O Supremo Tribunal Federal (STF) ampliou significativamente o alcance da Lei Maria da Penha, legislação fundamental no combate à violência contra a mulher, criada em 2006. A decisão, tomada nesta quarta-feira (19), determina que a lei seja aplicada em todos os casos de violência de gênero contra a mulher, superando a restrição anterior que a limitava a situações de violência doméstica, familiar ou em relações íntimas de afeto.

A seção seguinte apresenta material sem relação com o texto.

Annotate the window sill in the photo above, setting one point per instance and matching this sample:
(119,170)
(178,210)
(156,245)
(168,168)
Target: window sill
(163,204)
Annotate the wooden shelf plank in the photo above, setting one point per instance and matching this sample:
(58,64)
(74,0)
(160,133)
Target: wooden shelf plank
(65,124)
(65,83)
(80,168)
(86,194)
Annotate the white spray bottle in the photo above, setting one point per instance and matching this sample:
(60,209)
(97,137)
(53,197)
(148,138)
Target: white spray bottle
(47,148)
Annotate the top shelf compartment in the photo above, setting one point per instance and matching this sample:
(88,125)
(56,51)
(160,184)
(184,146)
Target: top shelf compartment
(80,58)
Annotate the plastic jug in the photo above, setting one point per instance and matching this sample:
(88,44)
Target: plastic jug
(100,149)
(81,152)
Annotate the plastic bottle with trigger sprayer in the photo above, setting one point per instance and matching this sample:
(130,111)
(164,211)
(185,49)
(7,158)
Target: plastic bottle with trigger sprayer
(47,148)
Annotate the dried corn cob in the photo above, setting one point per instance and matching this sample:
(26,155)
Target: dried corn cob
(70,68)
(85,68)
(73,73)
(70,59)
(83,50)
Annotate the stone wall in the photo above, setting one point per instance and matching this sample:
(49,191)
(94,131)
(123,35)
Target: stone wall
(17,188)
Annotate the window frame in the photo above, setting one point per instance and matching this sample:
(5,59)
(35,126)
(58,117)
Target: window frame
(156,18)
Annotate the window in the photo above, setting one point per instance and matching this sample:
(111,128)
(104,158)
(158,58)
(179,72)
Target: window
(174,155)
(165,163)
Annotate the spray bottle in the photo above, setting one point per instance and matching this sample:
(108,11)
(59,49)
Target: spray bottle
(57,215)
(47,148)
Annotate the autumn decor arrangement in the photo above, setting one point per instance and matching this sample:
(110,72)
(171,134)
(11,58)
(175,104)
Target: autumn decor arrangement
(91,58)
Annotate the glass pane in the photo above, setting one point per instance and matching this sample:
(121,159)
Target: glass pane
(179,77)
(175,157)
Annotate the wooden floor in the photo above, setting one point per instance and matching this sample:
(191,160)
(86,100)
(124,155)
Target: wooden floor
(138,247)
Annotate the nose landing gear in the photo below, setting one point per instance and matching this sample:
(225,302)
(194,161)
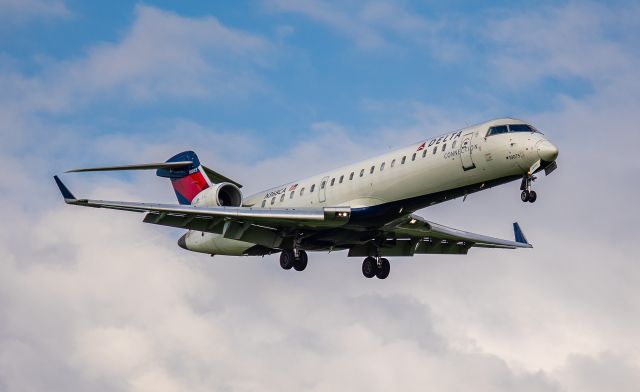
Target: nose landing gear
(376,266)
(289,260)
(527,194)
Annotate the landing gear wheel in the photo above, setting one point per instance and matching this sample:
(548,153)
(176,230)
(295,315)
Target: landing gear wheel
(301,262)
(382,270)
(369,267)
(287,259)
(533,196)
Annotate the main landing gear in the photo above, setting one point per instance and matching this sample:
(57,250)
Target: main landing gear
(375,266)
(289,260)
(527,194)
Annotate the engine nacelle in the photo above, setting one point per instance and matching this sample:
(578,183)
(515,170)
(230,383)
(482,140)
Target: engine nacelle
(219,195)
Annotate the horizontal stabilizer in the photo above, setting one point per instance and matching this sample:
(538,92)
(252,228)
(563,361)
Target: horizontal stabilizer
(216,177)
(144,166)
(66,193)
(520,238)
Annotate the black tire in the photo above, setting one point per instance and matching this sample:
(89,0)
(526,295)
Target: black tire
(286,259)
(369,267)
(383,269)
(301,262)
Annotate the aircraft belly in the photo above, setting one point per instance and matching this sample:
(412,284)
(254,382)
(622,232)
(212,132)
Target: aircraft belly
(215,244)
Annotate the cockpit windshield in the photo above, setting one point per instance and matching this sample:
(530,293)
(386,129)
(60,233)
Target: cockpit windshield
(511,128)
(520,128)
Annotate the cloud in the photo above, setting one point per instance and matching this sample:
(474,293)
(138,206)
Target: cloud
(580,40)
(162,56)
(371,24)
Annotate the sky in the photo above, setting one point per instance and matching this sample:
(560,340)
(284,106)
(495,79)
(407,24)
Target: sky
(268,91)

Com a nova interpretação, a Lei Maria da Penha também será utilizada para coibir a violência política de gênero contra candidatas durante as eleições. Essa extensão permitirá que a Justiça Eleitoral conceda medidas de proteção a candidatas que enfrentem assédio ou intimidação em razão de seu gênero durante o processo eleitoral. A lei prevê um leque de medidas protetivas, incluindo o afastamento do agressor do lar, a proibição de contato com a vítima e a decretação de prisão preventiva.
A decisão unânime da Corte ocorreu após a análise de um caso em Minas Gerais, onde a Justiça local havia negado medidas protetivas a uma mulher assediada por um vizinho, sob o argumento de que não existia relação íntima de afeto. O vizinho, que acreditava ter um relacionamento amoroso com a vítima, a ameaçou de morte caso ela não se envolvesse com ele, levando a mulher a sofrer crises de ansiedade e pânico.
O voto do presidente do STF, ministro Edson Fachin, foi determinante. Ele ressaltou que a violência contra a mulher deve ser compreendida como um fenômeno estrutural, decorrente da desigualdade histórica entre homens e mulheres. Fachin enfatizou que a proteção oferecida pela lei não se limita a vínculos afetivos, mas abrange qualquer interação onde a violência tenha como raiz o gênero.
Durante o julgamento, o ministro Flávio Dino propôs a aplicação da lei no contexto eleitoral, destacando a dificuldade enfrentada por candidatas entre a vida pública e a proteção familiar. Ministros como Cristiano Zanin, Alexandre de Moraes, André Mendonça, Nunes Marques, Luiz Fux, Dias Toffoli, Cármen Lúcia e Gilmar Mendes acompanharam o entendimento. A ministra Cármen Lúcia, única mulher na Corte, reforçou que a lei visa proteger as mulheres em qualquer circunstância, condenando o feminicídio como um ato de poder.